The Mughal connection aside, when Kashmiri Pandits moved to the nawabi court to work in ministerial or legal capacities, they brought with them the chaman —paneer by another name. Paneer, in fact, is not excluded from the gourmet nazakat or delicacies of Lucknow either.

Paneer Pasanda

In the hands of the astute, highly paid Lucknowi rakabdars, paneer seems to have been mostly used to recreate vegetarian versions of classic meat dishes. So you had the paneer pasanda, trying to imitate the choicest cut of goat meat. (“Pasanda”, coming from pasand or choice, is a flat, escalope-like cut preferred by wealthy Muslim and Kayasth homes.)

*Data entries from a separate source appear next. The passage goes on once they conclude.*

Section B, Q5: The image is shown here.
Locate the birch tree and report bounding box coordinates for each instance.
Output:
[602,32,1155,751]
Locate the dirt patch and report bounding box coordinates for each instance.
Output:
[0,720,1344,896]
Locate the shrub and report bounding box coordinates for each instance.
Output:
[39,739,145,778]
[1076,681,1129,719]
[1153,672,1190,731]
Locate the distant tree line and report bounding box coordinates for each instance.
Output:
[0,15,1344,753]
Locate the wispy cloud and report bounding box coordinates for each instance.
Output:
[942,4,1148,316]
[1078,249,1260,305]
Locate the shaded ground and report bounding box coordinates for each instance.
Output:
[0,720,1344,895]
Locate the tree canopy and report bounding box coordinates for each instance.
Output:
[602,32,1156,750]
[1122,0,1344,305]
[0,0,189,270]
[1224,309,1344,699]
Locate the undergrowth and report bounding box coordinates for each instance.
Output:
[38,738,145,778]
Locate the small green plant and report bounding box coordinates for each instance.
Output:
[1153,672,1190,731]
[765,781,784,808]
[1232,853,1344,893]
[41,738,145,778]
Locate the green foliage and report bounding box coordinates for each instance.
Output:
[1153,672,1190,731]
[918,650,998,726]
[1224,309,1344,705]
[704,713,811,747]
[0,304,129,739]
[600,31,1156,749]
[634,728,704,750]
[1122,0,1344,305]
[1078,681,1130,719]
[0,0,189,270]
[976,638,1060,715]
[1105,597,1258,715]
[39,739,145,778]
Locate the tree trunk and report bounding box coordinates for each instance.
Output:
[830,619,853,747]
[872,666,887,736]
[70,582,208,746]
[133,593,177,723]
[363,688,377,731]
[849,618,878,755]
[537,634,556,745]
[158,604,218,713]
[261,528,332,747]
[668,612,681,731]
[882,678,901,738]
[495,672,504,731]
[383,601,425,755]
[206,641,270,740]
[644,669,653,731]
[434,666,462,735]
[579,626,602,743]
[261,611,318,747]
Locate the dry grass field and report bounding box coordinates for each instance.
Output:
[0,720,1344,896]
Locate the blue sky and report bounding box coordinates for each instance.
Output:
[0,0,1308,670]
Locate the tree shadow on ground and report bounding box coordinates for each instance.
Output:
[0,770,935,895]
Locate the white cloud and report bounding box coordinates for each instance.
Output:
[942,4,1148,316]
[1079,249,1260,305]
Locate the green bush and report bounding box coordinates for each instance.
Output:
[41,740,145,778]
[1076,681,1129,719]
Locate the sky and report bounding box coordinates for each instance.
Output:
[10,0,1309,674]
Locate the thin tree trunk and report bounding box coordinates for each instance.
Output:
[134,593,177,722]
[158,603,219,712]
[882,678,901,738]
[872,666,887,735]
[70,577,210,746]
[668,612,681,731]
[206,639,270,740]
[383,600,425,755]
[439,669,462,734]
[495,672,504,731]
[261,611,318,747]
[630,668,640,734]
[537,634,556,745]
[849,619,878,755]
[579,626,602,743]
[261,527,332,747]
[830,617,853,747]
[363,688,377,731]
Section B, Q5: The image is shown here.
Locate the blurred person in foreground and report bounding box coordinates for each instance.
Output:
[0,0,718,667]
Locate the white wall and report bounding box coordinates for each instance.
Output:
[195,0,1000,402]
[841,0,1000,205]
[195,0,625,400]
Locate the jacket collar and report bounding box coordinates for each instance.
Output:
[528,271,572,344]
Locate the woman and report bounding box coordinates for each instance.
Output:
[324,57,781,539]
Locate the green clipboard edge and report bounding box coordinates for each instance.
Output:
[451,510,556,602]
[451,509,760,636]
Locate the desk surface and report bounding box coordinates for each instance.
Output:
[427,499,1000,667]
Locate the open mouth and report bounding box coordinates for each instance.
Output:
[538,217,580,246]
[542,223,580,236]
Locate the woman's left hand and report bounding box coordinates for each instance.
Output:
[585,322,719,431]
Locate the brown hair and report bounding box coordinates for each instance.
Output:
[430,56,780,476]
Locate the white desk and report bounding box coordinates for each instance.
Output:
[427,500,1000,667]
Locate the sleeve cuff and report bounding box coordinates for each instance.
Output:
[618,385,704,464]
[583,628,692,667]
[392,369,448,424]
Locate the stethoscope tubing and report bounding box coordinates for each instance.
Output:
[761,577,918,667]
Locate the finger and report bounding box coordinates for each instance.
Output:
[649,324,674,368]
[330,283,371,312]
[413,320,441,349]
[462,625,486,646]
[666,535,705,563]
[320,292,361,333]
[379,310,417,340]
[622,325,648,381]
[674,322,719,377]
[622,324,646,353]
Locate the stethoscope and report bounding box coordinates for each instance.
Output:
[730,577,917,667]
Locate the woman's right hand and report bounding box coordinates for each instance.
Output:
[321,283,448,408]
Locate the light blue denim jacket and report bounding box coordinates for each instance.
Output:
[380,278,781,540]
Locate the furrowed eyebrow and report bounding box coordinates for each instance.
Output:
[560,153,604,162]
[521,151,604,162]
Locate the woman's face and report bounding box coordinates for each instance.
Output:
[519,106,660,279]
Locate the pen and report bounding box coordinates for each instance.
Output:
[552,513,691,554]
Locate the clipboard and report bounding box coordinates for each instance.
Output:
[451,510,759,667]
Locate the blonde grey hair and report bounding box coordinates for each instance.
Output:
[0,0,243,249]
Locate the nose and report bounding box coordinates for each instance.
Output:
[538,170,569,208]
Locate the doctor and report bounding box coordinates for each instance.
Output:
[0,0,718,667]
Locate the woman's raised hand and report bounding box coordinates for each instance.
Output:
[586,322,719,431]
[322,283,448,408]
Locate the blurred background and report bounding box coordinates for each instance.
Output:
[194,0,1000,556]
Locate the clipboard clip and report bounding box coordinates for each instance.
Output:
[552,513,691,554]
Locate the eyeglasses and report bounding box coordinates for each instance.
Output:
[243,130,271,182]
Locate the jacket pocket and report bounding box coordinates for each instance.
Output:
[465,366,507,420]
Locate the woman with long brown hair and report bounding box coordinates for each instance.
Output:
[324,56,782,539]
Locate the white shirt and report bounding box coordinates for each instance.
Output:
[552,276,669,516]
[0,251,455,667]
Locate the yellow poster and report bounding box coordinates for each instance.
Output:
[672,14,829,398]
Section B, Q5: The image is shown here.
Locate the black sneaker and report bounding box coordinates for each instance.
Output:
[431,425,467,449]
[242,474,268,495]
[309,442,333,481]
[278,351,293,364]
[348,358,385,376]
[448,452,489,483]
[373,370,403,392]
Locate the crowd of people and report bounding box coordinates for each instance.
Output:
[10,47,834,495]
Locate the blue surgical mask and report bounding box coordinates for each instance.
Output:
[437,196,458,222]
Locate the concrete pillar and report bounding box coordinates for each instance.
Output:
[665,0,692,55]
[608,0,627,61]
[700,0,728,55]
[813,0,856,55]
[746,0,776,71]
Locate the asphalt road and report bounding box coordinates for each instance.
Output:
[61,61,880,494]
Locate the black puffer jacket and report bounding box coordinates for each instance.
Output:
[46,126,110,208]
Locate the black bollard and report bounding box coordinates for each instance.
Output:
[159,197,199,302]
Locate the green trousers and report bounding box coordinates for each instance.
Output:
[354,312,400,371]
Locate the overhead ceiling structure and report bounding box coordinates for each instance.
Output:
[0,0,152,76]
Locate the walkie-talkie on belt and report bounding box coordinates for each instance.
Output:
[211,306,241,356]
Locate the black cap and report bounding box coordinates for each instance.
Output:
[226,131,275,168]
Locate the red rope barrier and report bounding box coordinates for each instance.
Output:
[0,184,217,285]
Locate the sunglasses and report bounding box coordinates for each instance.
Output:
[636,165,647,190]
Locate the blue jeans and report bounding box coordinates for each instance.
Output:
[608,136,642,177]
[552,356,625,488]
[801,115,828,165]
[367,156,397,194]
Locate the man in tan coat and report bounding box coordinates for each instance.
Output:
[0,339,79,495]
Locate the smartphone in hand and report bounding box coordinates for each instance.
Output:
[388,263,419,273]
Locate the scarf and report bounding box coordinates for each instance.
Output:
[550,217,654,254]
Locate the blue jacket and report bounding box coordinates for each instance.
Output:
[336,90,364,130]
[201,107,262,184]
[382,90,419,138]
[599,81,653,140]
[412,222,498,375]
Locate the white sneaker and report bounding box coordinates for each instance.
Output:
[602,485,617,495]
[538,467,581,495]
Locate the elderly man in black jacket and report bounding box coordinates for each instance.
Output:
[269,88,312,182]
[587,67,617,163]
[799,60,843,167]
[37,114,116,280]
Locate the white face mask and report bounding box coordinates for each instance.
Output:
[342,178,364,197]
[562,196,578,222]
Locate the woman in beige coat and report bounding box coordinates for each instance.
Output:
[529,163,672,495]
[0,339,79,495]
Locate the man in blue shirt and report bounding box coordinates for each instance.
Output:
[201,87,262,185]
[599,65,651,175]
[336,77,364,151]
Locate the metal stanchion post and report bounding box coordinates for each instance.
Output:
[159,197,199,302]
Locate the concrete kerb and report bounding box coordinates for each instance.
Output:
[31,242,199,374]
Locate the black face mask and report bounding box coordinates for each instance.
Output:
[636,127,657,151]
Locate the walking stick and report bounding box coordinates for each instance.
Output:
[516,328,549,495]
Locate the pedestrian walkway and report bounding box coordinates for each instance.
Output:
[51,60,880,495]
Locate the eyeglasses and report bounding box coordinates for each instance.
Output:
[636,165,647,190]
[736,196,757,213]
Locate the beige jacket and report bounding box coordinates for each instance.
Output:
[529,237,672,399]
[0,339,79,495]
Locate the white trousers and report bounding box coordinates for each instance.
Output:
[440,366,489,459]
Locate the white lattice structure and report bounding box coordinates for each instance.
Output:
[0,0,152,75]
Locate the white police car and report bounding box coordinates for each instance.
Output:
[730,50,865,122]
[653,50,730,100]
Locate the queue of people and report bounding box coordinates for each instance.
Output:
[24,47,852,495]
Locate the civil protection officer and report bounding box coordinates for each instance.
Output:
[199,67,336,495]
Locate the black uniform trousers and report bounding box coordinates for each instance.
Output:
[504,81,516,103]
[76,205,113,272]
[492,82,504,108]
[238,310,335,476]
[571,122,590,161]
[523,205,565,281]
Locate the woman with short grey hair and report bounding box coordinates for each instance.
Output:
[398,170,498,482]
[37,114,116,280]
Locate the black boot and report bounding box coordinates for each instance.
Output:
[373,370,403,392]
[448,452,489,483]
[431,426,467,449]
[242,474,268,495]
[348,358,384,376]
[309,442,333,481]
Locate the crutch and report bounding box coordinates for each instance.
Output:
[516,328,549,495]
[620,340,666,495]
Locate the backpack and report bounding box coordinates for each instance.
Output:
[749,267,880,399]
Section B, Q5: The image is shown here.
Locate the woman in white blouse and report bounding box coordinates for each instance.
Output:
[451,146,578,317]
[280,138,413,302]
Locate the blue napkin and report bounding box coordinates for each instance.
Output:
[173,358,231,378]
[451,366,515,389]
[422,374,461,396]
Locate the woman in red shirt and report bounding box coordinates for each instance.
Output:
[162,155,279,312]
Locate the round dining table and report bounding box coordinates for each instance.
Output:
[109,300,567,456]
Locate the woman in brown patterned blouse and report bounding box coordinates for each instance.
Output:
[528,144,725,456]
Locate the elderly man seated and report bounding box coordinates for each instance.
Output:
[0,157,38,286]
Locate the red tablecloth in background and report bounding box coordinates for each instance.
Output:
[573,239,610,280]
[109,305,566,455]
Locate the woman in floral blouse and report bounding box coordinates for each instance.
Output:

There are also dishes such as the nargisi paneer for which Jiggs Kalra gives a recipe in his book, Classic Cooking of Awadh. In this, paneer is fashioned into koftas; the inside part is coloured yellow with saffron, while the outside remains white to resemble a hard-boiled egg. This obviously, is a vegetarian version of nargisi kofta, the dish made with eggs and mince.

The theory that paneer came to India with the Portuguese, who introduced to Kolkata how to split milk with lemon juice — leading to products such as Bandel cheese (drained, aged and often smoked, giving rise to a crumbly, dry, salty cheese) and chenna — does not take into account these traditions where paneer was treated as a gourmet product, and its creaminess and freshness prized.

Chenna, typically made from lime juice which produces a different texture, may have been the contribution of an entirely different cultural exchange that we will talk about another day.